In terms of health and safety, the method wasn’t the best option either. There were high amounts of radioactive compounds involved, as well as use of a known neurotoxin – hydrazine. The use of dimethyl sulfate is also a cause for concern. Whilst these substances can still be handled, if protocols are implemented and followed, and with appropriate caution taken; biologically focused labs may have been more comfortable with more enzymatically-based approaches towards sequencing, such as Sanger’s method.
The simplification of Sanger sequencing and rapid development of other techniques caused a loss of appeal of Maxam–Gilbert chemical sequencing. New technologies were introduced in the mid-1980s and Sanger sequencing took over, with the Maxam–Gilbert method becoming a specialty.

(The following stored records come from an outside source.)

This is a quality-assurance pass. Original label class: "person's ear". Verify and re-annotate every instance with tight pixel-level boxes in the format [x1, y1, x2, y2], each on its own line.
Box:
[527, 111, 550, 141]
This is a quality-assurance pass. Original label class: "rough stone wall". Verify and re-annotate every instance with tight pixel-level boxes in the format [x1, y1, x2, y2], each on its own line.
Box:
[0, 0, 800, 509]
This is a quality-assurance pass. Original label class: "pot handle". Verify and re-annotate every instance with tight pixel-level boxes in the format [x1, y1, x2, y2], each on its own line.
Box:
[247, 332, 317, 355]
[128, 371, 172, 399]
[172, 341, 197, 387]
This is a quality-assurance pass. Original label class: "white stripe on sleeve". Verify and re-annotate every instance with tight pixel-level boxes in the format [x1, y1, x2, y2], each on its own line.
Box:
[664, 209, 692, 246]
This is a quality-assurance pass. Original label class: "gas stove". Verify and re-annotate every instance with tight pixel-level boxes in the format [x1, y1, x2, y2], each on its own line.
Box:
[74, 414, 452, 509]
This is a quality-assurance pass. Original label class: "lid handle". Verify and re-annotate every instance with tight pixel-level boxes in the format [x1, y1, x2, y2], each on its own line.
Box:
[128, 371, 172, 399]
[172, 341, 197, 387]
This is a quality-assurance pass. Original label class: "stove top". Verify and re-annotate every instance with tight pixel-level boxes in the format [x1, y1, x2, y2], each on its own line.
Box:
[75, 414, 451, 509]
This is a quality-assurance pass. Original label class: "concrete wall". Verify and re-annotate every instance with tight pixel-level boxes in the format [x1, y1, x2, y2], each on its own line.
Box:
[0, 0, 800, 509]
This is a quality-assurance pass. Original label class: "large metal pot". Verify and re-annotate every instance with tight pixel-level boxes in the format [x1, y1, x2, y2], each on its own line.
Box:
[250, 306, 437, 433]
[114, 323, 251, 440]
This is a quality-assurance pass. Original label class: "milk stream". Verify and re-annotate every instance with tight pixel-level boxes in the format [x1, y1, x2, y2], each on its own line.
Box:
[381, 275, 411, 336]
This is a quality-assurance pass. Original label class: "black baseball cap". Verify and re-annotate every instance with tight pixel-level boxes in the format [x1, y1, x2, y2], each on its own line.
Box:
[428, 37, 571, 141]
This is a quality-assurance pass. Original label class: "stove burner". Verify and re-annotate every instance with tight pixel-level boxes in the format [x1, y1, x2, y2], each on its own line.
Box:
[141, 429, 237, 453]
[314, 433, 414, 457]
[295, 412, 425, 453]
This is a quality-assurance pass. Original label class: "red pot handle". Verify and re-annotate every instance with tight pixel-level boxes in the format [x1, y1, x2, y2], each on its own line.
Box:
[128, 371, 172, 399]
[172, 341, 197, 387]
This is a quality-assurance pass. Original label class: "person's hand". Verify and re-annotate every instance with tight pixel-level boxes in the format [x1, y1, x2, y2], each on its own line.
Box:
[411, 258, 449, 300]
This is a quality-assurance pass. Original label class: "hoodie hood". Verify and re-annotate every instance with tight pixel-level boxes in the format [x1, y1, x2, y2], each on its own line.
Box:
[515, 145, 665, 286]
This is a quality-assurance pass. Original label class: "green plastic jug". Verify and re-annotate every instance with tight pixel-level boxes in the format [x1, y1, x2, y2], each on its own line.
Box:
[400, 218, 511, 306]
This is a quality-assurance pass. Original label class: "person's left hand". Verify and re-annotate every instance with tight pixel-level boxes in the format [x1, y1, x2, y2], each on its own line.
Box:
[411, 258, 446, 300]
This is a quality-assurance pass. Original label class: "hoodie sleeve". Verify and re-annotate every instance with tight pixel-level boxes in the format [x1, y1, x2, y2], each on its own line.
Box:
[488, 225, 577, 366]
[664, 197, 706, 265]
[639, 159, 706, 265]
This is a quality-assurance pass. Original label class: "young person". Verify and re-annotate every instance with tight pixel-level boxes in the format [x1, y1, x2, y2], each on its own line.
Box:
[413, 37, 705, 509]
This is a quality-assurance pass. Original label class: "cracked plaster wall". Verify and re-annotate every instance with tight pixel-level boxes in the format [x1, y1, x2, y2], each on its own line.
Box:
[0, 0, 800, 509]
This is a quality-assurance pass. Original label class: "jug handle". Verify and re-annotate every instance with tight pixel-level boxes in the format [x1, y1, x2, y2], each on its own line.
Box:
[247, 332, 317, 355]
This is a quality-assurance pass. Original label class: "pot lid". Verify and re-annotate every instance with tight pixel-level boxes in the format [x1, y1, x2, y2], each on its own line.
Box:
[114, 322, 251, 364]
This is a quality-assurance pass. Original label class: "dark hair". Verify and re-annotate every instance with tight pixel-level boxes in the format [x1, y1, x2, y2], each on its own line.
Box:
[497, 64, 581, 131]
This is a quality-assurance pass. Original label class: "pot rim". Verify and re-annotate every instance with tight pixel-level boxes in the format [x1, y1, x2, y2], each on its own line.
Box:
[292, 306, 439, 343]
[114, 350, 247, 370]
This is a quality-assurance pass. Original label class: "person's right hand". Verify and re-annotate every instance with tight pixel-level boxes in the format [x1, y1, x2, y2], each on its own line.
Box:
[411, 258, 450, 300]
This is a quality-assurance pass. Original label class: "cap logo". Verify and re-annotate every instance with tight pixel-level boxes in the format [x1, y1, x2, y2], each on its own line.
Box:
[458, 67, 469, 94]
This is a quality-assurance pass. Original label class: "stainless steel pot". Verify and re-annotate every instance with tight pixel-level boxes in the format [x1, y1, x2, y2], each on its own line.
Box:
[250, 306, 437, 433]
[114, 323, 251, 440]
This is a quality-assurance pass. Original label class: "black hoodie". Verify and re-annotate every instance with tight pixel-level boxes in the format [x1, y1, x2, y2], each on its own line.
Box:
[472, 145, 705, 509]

Gilbert did not anticipate at the time of his invention that DNA sequencing might be used to one day sequence an entire genome, until he was invited to a meeting in 1985 regarding just that:
“I went to that meeting thinking that’s the silliest thing I’ve ever heard of. That’s so much larger than things we’re sequencing now. But at the meeting, when I thought about where the technology had got to, I realised it was probably possible to sequence a genome and then I became an advocate of the idea of sequencing the genome,” said Gilbert.
“When I started it was one base a month, now its billions of bases in an afternoon. I find it unimaginable to have been a part of this entire effort.”
As with all branches of scientific research, evolution of techniques and theories is necessary. However, you can’t help but feel a bit nostalgic about the loss of classic, reliable and once-pioneering methods.